La civiltà della consapevolezza

Giuseppe Lembo

All’uomo della Terra, soprattutto delle aree privilegiate del benessere, occorre un nuovo umanesimo, nuovi stili di vita per essere veramente felice. Tanto è necessario per contenere il disagio e le sofferenze umane; tanto è necessario per essere sempre se stessi nel mondo globale, dove le diversità-risorse rappresentano un fatto importante; tanto, sempre che ogni uomo, singolarmente preso, sappia confrontarsi con gli altri della Terra.

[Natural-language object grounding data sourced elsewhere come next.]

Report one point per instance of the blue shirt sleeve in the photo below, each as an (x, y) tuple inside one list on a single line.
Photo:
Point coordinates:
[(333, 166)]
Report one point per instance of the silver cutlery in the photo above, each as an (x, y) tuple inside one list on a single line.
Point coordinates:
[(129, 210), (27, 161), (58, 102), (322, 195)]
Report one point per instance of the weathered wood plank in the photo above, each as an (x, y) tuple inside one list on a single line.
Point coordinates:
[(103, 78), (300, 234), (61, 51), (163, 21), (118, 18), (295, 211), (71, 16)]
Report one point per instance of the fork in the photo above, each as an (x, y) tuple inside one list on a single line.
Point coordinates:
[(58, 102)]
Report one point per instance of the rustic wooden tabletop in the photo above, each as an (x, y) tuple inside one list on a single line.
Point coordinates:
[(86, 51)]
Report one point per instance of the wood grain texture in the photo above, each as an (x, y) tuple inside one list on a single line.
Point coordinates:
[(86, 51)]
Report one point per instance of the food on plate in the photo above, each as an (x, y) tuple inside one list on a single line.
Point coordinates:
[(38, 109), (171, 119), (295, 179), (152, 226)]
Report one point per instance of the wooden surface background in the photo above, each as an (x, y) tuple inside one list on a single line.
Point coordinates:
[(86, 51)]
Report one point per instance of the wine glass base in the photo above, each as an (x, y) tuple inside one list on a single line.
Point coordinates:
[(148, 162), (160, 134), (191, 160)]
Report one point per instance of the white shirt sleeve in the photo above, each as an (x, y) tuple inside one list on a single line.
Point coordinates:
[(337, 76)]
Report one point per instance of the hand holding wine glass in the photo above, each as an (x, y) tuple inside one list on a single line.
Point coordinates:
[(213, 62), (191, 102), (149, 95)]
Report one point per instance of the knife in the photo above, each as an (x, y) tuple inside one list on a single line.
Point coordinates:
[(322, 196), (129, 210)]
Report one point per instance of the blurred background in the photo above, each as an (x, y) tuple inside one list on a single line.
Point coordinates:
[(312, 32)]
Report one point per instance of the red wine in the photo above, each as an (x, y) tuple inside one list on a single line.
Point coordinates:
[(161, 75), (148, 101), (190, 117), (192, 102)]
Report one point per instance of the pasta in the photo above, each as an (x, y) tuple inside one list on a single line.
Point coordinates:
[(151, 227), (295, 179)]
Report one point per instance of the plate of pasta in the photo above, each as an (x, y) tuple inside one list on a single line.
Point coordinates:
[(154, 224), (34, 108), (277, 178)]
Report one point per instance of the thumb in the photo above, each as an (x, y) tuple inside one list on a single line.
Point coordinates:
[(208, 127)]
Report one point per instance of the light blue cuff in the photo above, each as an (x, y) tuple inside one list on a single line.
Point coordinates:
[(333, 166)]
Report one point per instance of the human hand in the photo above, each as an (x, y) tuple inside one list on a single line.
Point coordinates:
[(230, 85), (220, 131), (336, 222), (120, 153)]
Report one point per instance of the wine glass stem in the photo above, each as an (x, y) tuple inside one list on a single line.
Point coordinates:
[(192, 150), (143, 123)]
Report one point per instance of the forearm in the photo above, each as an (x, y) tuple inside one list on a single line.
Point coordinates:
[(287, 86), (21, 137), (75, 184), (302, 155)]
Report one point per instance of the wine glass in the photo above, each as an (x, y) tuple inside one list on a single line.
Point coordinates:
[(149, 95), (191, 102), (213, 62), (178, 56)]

Il mondo è cambiato; il mondo corre e corre sempre più in fretta. Nessuno vuole fermarsi per riflettere e, soprattutto, per confrontarsi con il mondo degli altri, di “quegli altri”, che, tutti insieme, rifiutano il colloquio, il confronto, lo stare insieme. Ma che strano mondo è il nostro! C’è tanta indifferenza tra le persone; nella vita d’insieme, c’è solitudine, c’è mancanza di dialogo. Sono pochi che parlano; pochi che cercano l’altro per confrontarsi e per costruire un cammino di umanità fatto, come sempre, di un insieme umano, senza il quale non ha alcun senso pensare ad un’umanità globale dove è bello vivere solo se si riesce a stare bene con gli altri. Questo mondo ha la sua forza, le sue radici nella società della consapevolezza, un importante valore a base della nuova civiltà. L’uomo sembra essere smarrito; non sa ritrovare se stesso e non sa, soprattutto, ritrovare se stesso nel confronto con gli altri. Non sa guardarsi dentro, pensare al solo essere fortemente in crisi, per effetto di un apparire che si è impossessato dell’uomo e non lo fa ragionare, non lo fa vivere in pace, ponendosi come motore e forza del vivere umano, dove non è più centrale l’etica, ma il dio possesso, il grande dominatore degli uomini della Terra nel corso del Terzo Millennio.